The rest of the film is devoted to the daughter, who has moved back to Paris with her mother and finds out that her father is still living there (her mother had told her that he had long since moved to China). They meet twice, and then he dies.
The story of the film is very simple, and most of the film is devoted to incidental scenes that reveal a little at a time about the characters or their relationships. A lot of what might be considered ‘necessary’ information is omitted, and we are left to imagine it. To understand the struggle that the husband and wife go through, we must imagine what it was like before, as well as the unbalanced dynamic of the relationship over the years (we probably glimpse more of this from his sister’s perspective than from anywhere else). We must imagine what he went through over the years as he tried to pull himself together to make himself worthy of being in his daughter’s life. We must imagine what her childhood was like, to be close to her father, and then yanked out of life in Paris to live with her mother who was never willing to tell her anything true about her father. Most of all, however, we must imagine what the mother goes through once she finds out that her daughter and husband have reconnected.
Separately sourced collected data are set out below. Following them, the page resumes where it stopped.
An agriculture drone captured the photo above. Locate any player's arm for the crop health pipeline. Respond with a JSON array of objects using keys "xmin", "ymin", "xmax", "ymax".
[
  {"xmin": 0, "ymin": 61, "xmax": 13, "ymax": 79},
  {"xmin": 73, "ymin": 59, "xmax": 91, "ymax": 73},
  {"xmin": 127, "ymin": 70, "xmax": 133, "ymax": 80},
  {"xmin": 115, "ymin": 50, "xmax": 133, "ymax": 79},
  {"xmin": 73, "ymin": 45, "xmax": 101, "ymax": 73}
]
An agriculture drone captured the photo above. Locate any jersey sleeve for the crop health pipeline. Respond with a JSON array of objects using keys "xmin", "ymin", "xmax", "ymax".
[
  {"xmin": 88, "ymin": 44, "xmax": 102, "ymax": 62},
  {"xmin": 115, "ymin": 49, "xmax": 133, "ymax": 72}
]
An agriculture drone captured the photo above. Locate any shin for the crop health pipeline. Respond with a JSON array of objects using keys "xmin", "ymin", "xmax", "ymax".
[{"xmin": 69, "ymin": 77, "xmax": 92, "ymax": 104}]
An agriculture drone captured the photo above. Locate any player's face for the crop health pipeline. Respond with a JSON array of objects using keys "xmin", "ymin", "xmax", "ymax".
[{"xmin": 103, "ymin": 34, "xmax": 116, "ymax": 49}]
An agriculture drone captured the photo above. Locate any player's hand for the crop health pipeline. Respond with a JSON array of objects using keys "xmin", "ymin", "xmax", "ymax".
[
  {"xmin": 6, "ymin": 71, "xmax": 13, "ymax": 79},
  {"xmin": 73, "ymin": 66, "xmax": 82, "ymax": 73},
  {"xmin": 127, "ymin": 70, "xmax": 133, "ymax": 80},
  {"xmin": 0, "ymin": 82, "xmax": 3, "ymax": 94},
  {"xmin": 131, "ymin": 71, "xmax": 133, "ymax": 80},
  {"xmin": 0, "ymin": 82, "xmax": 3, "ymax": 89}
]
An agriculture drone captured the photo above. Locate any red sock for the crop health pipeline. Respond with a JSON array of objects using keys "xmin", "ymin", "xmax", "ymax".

I asked the director during the Q&A whether she had chosen to leave this last perspective out in the script, or whether it was something that got taken out of the film later, during the process of making the film. The director responded that it was part of the film from the very start, and that she had made this “cruel” decision to leave out the mother’s perspective in part because the film was about the daughter and father, but also largely because it was, in a sense, needed to respect the mother’s decision to remove him from her life.